The former US leader was said to be "livid" after his successor accused him of being a "bad, or sick, guy", while failing to provide any evidence his Democratic predecessor had ordered a surveillance operation.
While Mr Obama has kept a relatively low profile since leaving office, aides told The Wall Street Journal that Mr Trump's accusation - which he made without producing any evidence to back up his claim - has crossed a boundary because it questioned the former leader's integrity and that of the office of president itself.
It follows a string of tweets from Mr Trump over the weekend, that accused the then-President of wiretapping his New York office in 2016.
"Terrible!" he said. "Just found out that Obama had my 'wires tapped' in Trump Tower just before the victory. Nothing found. This is McCarthyism!"

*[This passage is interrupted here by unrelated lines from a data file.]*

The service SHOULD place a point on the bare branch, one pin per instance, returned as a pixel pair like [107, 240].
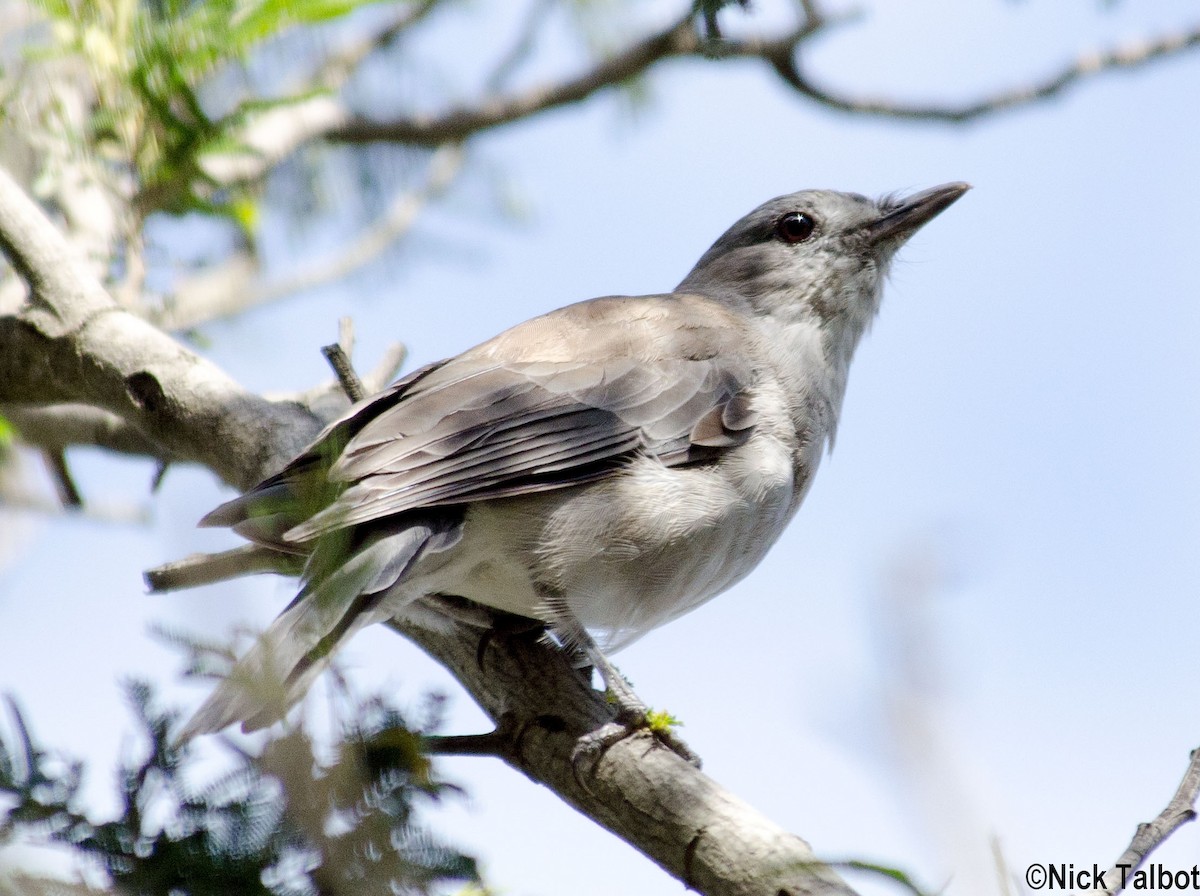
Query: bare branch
[678, 38]
[1129, 56]
[64, 482]
[70, 342]
[58, 427]
[1152, 835]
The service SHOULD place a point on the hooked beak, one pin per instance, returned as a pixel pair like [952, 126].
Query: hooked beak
[905, 220]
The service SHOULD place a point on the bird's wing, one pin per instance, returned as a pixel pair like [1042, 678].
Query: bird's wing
[499, 422]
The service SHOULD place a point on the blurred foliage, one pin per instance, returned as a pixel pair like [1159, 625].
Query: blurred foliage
[282, 822]
[148, 61]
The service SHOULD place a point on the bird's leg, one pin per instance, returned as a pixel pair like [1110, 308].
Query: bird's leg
[633, 714]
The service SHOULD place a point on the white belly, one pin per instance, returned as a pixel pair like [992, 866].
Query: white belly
[627, 553]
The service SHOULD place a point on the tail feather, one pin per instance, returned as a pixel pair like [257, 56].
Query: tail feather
[294, 649]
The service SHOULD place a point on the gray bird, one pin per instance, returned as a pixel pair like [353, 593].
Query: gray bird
[603, 468]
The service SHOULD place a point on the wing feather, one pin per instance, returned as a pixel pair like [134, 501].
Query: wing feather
[502, 420]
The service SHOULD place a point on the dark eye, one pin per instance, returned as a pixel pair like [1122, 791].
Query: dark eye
[796, 227]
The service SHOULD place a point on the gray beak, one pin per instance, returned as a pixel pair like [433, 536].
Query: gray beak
[904, 221]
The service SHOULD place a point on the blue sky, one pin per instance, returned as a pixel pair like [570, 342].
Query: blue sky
[983, 621]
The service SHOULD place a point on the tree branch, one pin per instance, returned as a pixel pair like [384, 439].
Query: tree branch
[1129, 56]
[70, 342]
[1152, 835]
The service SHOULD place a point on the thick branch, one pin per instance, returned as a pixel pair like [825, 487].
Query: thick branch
[639, 789]
[70, 342]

Terrible! Just found out that Obama had my "wires tapped" in Trump Tower just before the victory. Nothing found. This is McCarthyism!— Donald J. Trump (@realDonaldTrump) March 4, 2017
He added: "Is it legal for a sitting President to be 'wire tapping' a race for president prior to an election? Turned down by court earlier. A new low!"
Mr Obama's spokesman, Kevin Lewis, flatly denied the suggestion that anything underhand had taken place.
"A cardinal rule of the Obama administration was that no White House official ever interfered with any independent investigation led by the Department of Justice," he said.
A cardinal rule of the Obama Administration was that no WH official ever interfered with any independent investigation led by the DOJ. pic.twitter.com/c5QD50nXac— Kevin Lewis (@KLewis44) March 4, 2017
"As part of that practice, neither President Obama nor any White House official ever ordered surveillance on any US citizen. Any suggestion otherwise is simply false."
Mr Trump flung another accusation at Obama earlier this week, tweeting: "122 vicious prisoners, released by the Obama Administration from [Guantanamo Bay], have returned to the battlefield. Just another terrible decision!"
122 vicious prisoners, released by the Obama Administration from Gitmo, have returned to the battlefield. Just another terrible decision!— Donald J. Trump (@realDonaldTrump) March 7, 2017
That claim has been proven false. 113 of the so-called 'vicious prisoners' released from extrajudicial detention were set free by President George Bush, and only nine (or six per cent) by the Obama administration.
Mr Trump's camp was quick to fire back at claims these tweets were unbecoming. "Trump's people think Obama is at war with them," the media baron and Trump ally Christopher Ruddy told The WSJ.
"This president has been under siege since Day One from both the press and Obama loyalists and he’s reacting to it. I don’t think there’s any doubt that Obama loyalists inside the administration and outside are giving Donald Trump a lot of grief and a lot of problems."